What is it?

Variables in Apache Airflow works like a normal Python variable. It reduces hard-coding and duplicate code. In Airflow, you can use the same variables in different DAGs and Tasks, and it works basically the same as XCOMs or Airflow Connections.

Variables have three components; key, value, and description. The key is the unique identifier, the value needs to be a serializable JSON, and the description helps to identify each variable.


Creating Variables

Variables are created inside the Web Server:

Resulting in:


Using Variables in DAGs

To be able to access the defined variables, the DAG needs to import airflow.models.Variable class.

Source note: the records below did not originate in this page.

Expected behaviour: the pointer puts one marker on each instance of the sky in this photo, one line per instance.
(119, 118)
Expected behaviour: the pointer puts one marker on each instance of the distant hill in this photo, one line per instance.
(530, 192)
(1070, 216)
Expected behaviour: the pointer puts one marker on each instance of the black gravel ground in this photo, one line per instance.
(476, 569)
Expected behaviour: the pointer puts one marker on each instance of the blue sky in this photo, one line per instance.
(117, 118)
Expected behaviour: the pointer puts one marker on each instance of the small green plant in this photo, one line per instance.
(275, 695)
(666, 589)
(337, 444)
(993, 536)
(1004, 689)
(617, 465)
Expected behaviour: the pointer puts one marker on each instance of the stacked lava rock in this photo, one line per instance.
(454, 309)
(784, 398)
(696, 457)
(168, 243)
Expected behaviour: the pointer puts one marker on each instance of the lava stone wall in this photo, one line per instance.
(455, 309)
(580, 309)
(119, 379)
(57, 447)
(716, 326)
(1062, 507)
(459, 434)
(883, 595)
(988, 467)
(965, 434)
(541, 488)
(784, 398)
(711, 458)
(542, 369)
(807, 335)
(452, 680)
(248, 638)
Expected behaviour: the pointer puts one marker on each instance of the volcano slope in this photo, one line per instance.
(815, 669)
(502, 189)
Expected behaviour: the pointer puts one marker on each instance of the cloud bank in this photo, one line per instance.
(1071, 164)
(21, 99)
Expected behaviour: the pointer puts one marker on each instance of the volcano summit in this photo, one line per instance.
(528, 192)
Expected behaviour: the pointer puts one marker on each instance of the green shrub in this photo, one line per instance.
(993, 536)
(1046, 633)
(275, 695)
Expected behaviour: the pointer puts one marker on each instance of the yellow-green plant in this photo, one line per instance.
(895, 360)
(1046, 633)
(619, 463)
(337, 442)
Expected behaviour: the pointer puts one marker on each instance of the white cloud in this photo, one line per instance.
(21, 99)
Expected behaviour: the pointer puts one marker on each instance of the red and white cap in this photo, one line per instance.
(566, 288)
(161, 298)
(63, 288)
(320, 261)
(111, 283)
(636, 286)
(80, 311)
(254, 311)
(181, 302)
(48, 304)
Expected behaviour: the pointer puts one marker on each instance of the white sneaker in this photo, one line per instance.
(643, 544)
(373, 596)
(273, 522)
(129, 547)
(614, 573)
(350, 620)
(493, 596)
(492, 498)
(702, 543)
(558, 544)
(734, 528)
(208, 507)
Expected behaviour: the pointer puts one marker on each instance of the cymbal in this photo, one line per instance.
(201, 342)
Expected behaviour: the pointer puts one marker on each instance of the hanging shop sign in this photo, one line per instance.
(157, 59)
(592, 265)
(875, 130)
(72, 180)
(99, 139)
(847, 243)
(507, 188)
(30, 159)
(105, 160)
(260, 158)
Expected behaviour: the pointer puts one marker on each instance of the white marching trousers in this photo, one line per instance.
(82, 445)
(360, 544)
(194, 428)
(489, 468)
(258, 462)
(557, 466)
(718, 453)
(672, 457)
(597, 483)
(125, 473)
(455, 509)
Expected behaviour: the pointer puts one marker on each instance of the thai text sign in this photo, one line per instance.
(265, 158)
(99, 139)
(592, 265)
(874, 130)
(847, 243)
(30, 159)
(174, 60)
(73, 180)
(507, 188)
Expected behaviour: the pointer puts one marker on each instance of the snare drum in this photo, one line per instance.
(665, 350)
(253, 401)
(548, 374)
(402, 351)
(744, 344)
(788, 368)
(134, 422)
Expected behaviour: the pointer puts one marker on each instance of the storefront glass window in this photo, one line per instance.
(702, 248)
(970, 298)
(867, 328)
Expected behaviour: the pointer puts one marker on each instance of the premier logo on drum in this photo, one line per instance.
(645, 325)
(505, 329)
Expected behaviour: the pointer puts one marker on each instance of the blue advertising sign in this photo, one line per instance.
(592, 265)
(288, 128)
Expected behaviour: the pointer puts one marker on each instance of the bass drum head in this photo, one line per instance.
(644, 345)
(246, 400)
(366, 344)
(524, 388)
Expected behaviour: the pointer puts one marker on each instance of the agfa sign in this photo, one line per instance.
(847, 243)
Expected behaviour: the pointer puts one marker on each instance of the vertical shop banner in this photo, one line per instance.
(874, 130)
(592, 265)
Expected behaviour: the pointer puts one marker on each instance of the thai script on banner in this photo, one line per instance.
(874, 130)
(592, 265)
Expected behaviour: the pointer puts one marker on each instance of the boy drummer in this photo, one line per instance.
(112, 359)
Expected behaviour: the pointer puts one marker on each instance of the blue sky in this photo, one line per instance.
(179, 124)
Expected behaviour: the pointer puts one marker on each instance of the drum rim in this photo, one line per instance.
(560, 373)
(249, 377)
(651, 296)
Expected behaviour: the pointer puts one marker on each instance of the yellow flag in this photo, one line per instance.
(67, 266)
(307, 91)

And to retrieve the value, just use the .get() method specifying the variable key and deserialize the JSON:

from airflow import DAG
from datetime import datetime
from airflow.models import Variable  # To access the variables
from airflow.operators.python import PythonOperator 
 
 
def train_model(ml_parameter):  # Receiving op_kwargs parameter
    print(f"Training model with {ml_parameter}")
 
 
with DAG(
    "variable_dag",
    start_date=datetime(2024, 2, 25),
    schedule_interval=None,
    catchup=False,
) as dag:
	# Connecting and retrieving defined variable.
    max_depth = Variable.get(
    "random_forest_parameters", deserialize_json=True)["max_depth"]
 
    train = PythonOperator(
        task_id=f"model_with_{max_depth}",
        python_callable=train_model,
        op_kwargs={"ml_parameter": max_depth},  # Passing as parameter
    )
 
    train